One of the most difficult things for human beings to do, Dragos has observed, is to come to a crystallised view of the purpose and state of their task. He says it is crucial people embrace reality without judgement.
“Telling the truth and embracing reality without any judgement is very difficult for most of us to do. Can we come together as a team and agree on what’s the reality? What’s the reality in our marriage, what’s the reality in our company?
“The problem is when you start defining a reality, the second unconscious step which usually stops us from doing that, is we judge the reality.
“If you lie about the problems then how can you solve them?”
The final step, he says, in conquering social context or environment is to address the need for certainty. This is done by an individual accepting total accountability for their actions.
“If you’re working alone, be a hundred per cent accountable for the result. There’s no blaming, no complaining. If there is a team, sit down and agree on who is accountable for what. It’s easy to blame governments, it’s easy to blame bosses, but it always comes down to you as an individual. Are you 100% accountable for your own life?
“There’s also a major difference between accountability and responsibility. You can know you’re responsible for something that failed and it doesn’t matter, but accountability takes you a step forward where you’re accountable for the final result. So you will not stop until you make it to the very end.”
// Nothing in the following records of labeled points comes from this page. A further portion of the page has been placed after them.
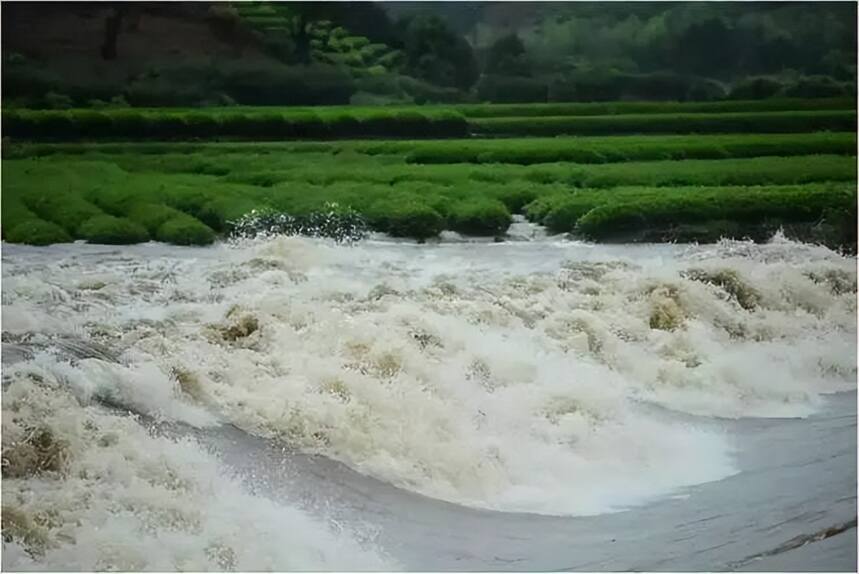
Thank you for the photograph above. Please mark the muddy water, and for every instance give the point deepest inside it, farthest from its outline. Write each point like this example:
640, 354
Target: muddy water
538, 376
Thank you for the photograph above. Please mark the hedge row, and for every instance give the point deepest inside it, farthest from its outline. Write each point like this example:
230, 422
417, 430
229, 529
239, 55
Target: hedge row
625, 210
118, 124
622, 148
745, 122
806, 204
611, 108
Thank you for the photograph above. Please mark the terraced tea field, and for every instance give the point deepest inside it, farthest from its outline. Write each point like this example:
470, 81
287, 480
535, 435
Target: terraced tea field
671, 171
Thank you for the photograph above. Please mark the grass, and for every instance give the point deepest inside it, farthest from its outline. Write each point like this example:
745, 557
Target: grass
621, 186
339, 122
278, 123
609, 108
680, 123
625, 212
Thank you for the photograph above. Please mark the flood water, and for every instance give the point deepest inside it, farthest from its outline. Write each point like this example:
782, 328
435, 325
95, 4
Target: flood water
539, 378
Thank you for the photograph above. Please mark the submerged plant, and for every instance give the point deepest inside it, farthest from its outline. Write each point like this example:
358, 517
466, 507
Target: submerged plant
338, 223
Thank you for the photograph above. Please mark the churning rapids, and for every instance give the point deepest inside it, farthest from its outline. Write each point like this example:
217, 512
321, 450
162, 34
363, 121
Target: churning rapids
552, 378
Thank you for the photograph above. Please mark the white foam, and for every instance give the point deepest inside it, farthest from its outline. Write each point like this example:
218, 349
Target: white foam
504, 376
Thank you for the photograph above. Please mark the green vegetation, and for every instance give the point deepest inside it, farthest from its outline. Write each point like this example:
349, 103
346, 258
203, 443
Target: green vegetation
325, 53
777, 116
184, 230
112, 230
36, 232
667, 213
187, 193
253, 123
733, 122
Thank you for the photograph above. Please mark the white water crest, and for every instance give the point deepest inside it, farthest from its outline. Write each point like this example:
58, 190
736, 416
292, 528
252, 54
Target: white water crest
519, 376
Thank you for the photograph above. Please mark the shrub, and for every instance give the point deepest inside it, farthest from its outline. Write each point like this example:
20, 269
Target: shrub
756, 89
267, 84
537, 210
185, 230
57, 101
217, 213
515, 196
66, 209
511, 89
201, 125
815, 87
37, 232
687, 123
405, 218
479, 217
564, 213
111, 230
152, 215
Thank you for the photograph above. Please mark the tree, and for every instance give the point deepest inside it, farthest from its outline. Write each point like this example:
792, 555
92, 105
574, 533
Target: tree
438, 55
507, 57
112, 24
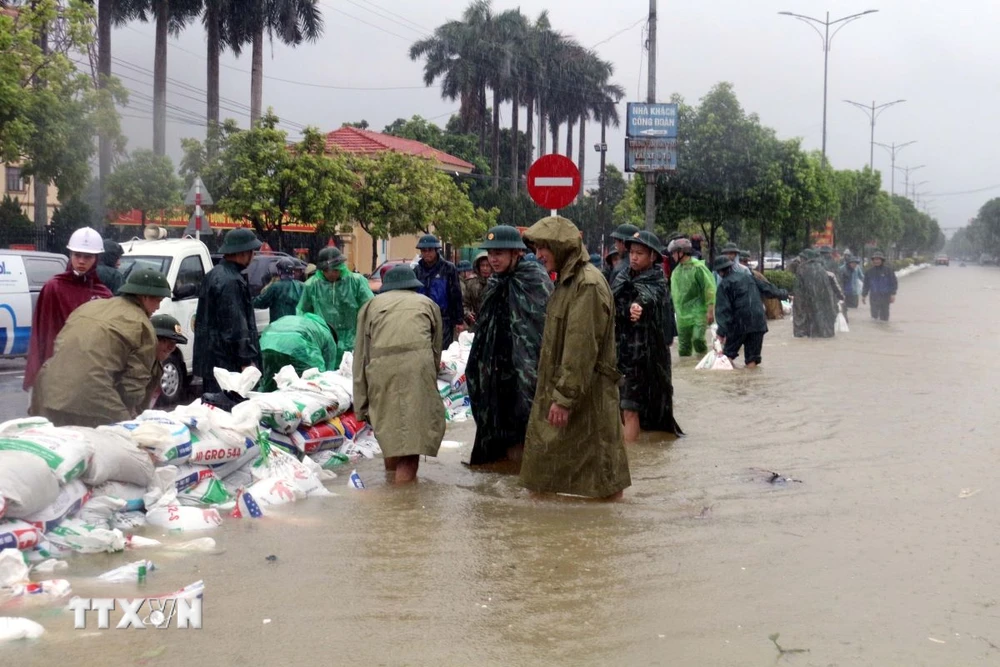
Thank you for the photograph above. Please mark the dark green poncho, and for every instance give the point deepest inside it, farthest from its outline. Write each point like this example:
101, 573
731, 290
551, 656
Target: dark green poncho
644, 348
503, 364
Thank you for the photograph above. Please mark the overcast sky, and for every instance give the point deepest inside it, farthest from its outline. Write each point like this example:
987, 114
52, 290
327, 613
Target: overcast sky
942, 60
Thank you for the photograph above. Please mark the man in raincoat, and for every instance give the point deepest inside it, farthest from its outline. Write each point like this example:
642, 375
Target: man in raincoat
107, 266
302, 342
102, 369
281, 296
692, 288
881, 284
574, 443
440, 284
396, 360
645, 328
739, 312
63, 294
814, 314
336, 294
474, 287
502, 371
225, 327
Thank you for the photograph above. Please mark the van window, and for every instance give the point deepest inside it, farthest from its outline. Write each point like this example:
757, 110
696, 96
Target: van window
40, 269
190, 272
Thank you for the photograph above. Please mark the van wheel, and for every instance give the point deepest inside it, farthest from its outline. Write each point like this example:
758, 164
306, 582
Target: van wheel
174, 378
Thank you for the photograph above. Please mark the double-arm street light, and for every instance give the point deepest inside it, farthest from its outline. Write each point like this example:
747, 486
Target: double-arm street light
873, 112
827, 41
893, 149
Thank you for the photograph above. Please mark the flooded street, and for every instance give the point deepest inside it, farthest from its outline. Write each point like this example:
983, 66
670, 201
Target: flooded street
884, 554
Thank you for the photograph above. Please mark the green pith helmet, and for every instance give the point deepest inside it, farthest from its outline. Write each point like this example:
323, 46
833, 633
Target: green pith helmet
400, 277
329, 258
168, 327
503, 237
146, 282
647, 239
239, 240
624, 232
721, 262
427, 242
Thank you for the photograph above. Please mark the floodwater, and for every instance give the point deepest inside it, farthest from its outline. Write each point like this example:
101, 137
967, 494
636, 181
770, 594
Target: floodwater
886, 552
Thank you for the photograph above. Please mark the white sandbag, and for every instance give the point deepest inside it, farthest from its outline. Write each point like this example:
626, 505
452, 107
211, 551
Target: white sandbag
274, 491
79, 536
12, 629
26, 483
16, 534
241, 383
65, 451
116, 458
169, 513
70, 499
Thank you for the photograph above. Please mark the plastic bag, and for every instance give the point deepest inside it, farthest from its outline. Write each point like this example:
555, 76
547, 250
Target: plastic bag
65, 451
27, 484
116, 458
If one of these needs are not met the whole system can come crashing down. It is crucial that problems are addressed early on.
“The opposite of accountability is blaming and complaining. Obviously if you blame somebody they don’t feel appreciated, then if they don’t feel appreciated their agreements drop.”
Cultural differences
The more he explains it, the clearer it becomes how passionate he is about this system. He draws a quadrant with each human need taking up a square, enthusiastically adding: “In any relationship you can apply these four dimensions to see if it’s working or not.”
When I question him about how he tailors his message to different cultural sensitivities, he takes a hard-line stance. He says the four fundamental human needs transcend all cultures.
“All of us want to feel valued. It comes down again to being 100% accountable and not using the culture as an excuse to not make a change.”
“If something doesn’t work why stick with it? This is a story we tell ourselves: ‘we are from Asia and we have this sort of culture.’ That exact thing also applies in Europe,” he adds before diving into another example. This time of airline co-pilots from Europe, America and Asia, whose fear of informing the pilots of their decisions had led to terrible disasters.
“The idea of cultures shouldn’t be used as an excuse for failure. If you address the human needs, then the social context will change and drive success.”
As our conversation comes to a close, it is clear that despite his undoubted jet lag he could go on speaking for several more hours. Fittingly he concludes by offering one final piece of wisdom that most certainly transcends cultures.
“One of my mentors used to say: ‘The main thing is to keep the main thing the main thing. And if you don’t know what the main thing is, make it the main thing to find out what the main thing is. Because the main thing is the driver of all your decisions.”